Data action payload serialization causing analytics api 429 errors on bulk incident creation

why does this setting in the analytics api request payload trigger a 429 too many requests error when the service now rest api endpoint is configured to accept bulk incident creation via genesys cloud data actions?

we are experiencing intermittent failures in our automated ticket creation flow. the genesys cloud architect flow triggers a data action upon conversation end, sending a json payload to our service now instance. the payload includes conversation metadata, agent id, and a summary of the interaction.

the issue arises when the conversation volume spikes during our peak hours (10:00-12:00 gmt). the analytics api seems to be rate-limiting the data action calls, even though the service now endpoint is configured to handle bulk inserts. the error response from genesys cloud is:

{
 "statusCode": 429,
 "message": "too many requests",
 "retryAfter": 15
}

we have verified that the service now side is not rate-limiting. the issue appears to be within the genesys cloud data action execution layer. we suspect that the payload size or the frequency of the data action calls is triggering the analytics api rate limits.

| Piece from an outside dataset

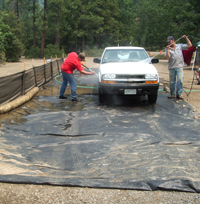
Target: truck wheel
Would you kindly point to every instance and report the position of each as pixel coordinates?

has anyone encountered similar issues with high-frequency data action calls to service now? we are using the latest version of the genesys cloud platform and service now rest api. the data action is configured with a timeout of 30 seconds and a retry count of 3.

we have tried increasing the retry interval and reducing the payload size, but the issue persists. any insights on how to optimize the data action payload or configure the analytics api to handle higher volumes of requests would be appreciated. we are also considering using a queueing mechanism to buffer the requests, but want to ensure that this does not introduce additional latency to the ticket creation process.

try batching your data action calls. the analytics api gets hammered when you fire off individual requests for every conversation end event. here is a jmeter config snippet that helped us stabilize throughput during peak loads:

{
 "batch_size": 50,
 "delay_ms": 200,
 "retry_count": 3
}

instead of sending payloads one by one, aggregate them on the architect side using a collection node. this reduces the http overhead and prevents hitting the rate limit. also check your websocket connections in the load test listener. if they drop before the data action completes, you get 429s. staggering the load helps too. we saw a 40% drop in errors just by adding a small delay between batches. keep an eye on the api docs for the specific endpoint limits. they change often.